There has been a change in examination format and syllabus, revised in 2021. What used to be a 3-paper exam format has been changed to 2 papers, and some of the sections have also been removed and switched around. However the questions themselves in the past papers beyond 2021 are largely the same format and are definitely an important tool in your revision. Certain parts of the syllabus have also been removed, so do not be too alarmed if you see a question with keywords you have not learnt! The BMB examinations are closed book and to be conducted online on the Inspera exam portal (for now).

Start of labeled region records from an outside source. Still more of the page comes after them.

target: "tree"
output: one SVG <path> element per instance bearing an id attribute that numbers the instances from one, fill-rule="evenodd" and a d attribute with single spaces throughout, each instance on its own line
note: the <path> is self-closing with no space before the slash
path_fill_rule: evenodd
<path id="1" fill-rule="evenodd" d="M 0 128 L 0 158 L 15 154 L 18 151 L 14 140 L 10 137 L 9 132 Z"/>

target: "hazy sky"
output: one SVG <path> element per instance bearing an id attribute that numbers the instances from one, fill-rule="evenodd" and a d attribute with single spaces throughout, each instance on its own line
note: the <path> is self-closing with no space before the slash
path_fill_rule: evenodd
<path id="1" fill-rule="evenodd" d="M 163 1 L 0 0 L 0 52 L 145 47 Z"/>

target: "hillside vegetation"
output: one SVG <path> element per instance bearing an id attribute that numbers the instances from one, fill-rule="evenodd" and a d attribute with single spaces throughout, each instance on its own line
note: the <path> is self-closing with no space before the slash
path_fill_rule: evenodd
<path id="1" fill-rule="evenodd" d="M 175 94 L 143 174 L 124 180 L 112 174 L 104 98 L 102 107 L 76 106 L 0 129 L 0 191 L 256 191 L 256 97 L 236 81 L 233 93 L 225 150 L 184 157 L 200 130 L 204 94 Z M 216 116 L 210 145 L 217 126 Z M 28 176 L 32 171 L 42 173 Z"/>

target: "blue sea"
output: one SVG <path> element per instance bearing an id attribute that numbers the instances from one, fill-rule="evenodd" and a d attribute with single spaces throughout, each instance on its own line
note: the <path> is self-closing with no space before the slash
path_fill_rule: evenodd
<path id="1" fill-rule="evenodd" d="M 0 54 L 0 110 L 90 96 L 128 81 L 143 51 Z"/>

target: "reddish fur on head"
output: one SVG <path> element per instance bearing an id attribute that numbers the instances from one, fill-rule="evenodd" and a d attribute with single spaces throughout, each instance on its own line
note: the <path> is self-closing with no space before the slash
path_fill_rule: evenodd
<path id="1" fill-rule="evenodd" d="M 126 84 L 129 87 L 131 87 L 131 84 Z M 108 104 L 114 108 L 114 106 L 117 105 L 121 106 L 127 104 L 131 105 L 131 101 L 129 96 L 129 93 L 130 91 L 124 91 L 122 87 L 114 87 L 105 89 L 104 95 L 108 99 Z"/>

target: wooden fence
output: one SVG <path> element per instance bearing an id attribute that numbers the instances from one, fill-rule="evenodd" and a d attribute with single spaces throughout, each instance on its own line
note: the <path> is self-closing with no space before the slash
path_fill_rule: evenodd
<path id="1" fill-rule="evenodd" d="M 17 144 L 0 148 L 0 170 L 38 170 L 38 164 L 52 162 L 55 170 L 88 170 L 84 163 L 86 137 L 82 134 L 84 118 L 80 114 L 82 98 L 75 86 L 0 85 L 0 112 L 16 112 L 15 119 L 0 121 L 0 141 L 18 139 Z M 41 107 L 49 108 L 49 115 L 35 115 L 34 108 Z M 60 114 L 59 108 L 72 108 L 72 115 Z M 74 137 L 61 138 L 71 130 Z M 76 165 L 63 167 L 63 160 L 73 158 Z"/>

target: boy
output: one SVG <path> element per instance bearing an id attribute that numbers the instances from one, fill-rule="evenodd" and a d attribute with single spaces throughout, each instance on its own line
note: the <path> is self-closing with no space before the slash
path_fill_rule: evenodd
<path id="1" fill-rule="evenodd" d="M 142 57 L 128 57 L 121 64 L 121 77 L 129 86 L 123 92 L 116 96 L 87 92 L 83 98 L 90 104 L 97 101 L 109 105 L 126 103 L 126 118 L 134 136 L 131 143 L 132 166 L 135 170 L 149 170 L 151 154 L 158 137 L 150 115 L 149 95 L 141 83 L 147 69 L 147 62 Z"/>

Paper 1 is 3 hours long and contains a total of 15 essay questions divided into 5 sections, of which you will need to choose 1 from each section (so total 5) to write. Each section contains the essay questions pertaining to the lecture content taught from half a term, i.e. you can only answer one essay question per half a term. Hence it is important to plan your revision out and see if you would prefer to focus on a few topics rather than the entire syllabus. Throughout the year, you will be writing many essays for your supervisions. With consistent practice and revision, the goal of writing an essay in just 36 minutes can be achieved! A couple of tips I have for essay writing is that firstly, lecturers and supervisors love it when you integrate content across the lecture topics for your essays (e.g. you are writing an cell signalling essay but bring in some information about the control of metabolism). Secondly, similar to BoC, putting information outside lecture content is highly rewarded. One way to do this is to regularly read research reviews related to the lectures in your own time.
However, spotting is not an option with the short-answered questions (SAQs) in paper 2, which you also get 3 hours for. There are 10 of these questions, and can test absolutely anything from the lecture content, from an experiment you never thought was important in your notes, to an organism that was briefly mentioned in a couple of slides. Ideally, you should spend an hour in this section and hence 6 minutes to each SAQ.
This is followed by the practical sections, which are divided into 2 parts (should take an hour each). The first part consists of 3 smaller questions, mostly testing the Michaelmas practicals. The second part only contains one question, but it is much longer and extended, testing content from the lent practicals. There will be several calculation questions in these so do make sure to familiarise yourself with the formulae well. Constant practise as well as reviewing the past practical tripos questions are essential to do well.
- Moodle! There are many hidden gems on the BMB Moodle page that aid in learning.
- Lehninger’s Principles of Biochemistry (Nelson and Cox; Freeman) – your general biochemistry textbook with a wide coverage of topics!